# Europe Forum > Travelling & Living in Europe >  U.S. Gov't. jobs in Europe

## Gary C.

Hi.
Just wondering if anyone here has ever gotten a job that took them to Europe-without being in the military.
It's what I'd like to do.
Any replies and advice appreciated.

----------


## Maciamo

How about embassy jobs ? You could also work for NATO without being in the military.

----------


## Gary C.

Hmm...never thought of either of those as options.
Thanks,I'll do some investigating.

----------


## Cambrius (The Red)

If you are a dual citizen and hold a E.U. passport you can work at any job in Europe (E.U. Europe).

----------


## Gary C.

How would a person go about doing this?

My only overseas travels were when I was in the U.S. Air Force,so I'm not knowledgeable about such things.

----------


## Cambrius (The Red)

> How would a person go about doing this?
> 
> My only overseas travels were when I was in the U.S. Air Force,so I'm not knowledgeable about such things.


Qualifications for E.U. citizenship varies from country to country. Do you have a parent or grandparent that was born in a E.U. country? If so, you may qualify.

----------


## Gary C.

No,we've been in America for a LONG time.

----------


## Cambrius (The Red)

> No,we've been in America for a LONG time.


Oh well, can' t go the dual citizen route then.

----------


## Barros Serrano

It would appear that these days with common EU citizenship, the advantage accruing to a Yank for speaking English is gone... they will more readily hire Brits for those jobs.

In Spain I used to work freelance translating lab reports for Sandoz and such companies, from Castilian into English.

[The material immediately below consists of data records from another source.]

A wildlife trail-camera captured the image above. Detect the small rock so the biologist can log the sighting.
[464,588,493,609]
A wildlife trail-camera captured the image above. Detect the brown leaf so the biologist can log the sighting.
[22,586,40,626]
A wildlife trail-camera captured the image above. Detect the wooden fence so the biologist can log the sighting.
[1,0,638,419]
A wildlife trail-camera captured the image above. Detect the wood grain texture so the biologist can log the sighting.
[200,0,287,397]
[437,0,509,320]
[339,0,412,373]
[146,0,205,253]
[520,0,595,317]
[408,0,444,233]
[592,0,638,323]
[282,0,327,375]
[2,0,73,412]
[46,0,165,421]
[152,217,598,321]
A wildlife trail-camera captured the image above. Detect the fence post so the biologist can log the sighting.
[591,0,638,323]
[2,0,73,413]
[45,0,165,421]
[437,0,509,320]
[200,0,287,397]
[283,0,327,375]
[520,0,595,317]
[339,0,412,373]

That was of course not a legal job, as I had only a tourist visa, and was there actually as a university student.

----------


## Gary C.

I'm thinking my best chance is going to be a job with a government connection,of some sort.
I don't see a European company hiring an American,unless it is something very technical,related to a specialty in some particular field.
The most interesting thing I've seen so far at the USA Jobs site was a spot for a maintenance supervisor that could speak German.I'm sure this would be at some military base or other facility in Germany,where they would have an American citizen as the department head,but hire all the tradesmen locally-so you'd have to be able to speak their language.
I didn't apply,because of family issues,but if something like that ever comes up again,and my situation makes it possible,I'll jump on it.
I'd really like to be able to live in Germany or the UK for a while,and have employment already in place.Following those places,anything like Denmark,Norway,France-all that would be acceptable,too.

----------


## Cambrius (The Red)

Your best bet is through the U.S. government. Don't be surprised if your choices end up being outside the western end of Europe. Places like Poland, Romania, etc.

----------


## jgombos

Government sponsored immigration sites will sometimes enumerate the industries where they have a skills shortage. You should look to see if your skills are in short supply somewhere, and target your CV for that area. 

If you work for an American company in Europe, you will be paid in very weak currency (USD). It's better to work direct and get paid in euros.

----------


## philips

You need a visa of sorts but this involves coming in and doing the paperwork, I speak of the UK. Not sure whether you can do it by proxy, you can snoop around.

----------


## klamm

what about a job with the UN in switzerland

----------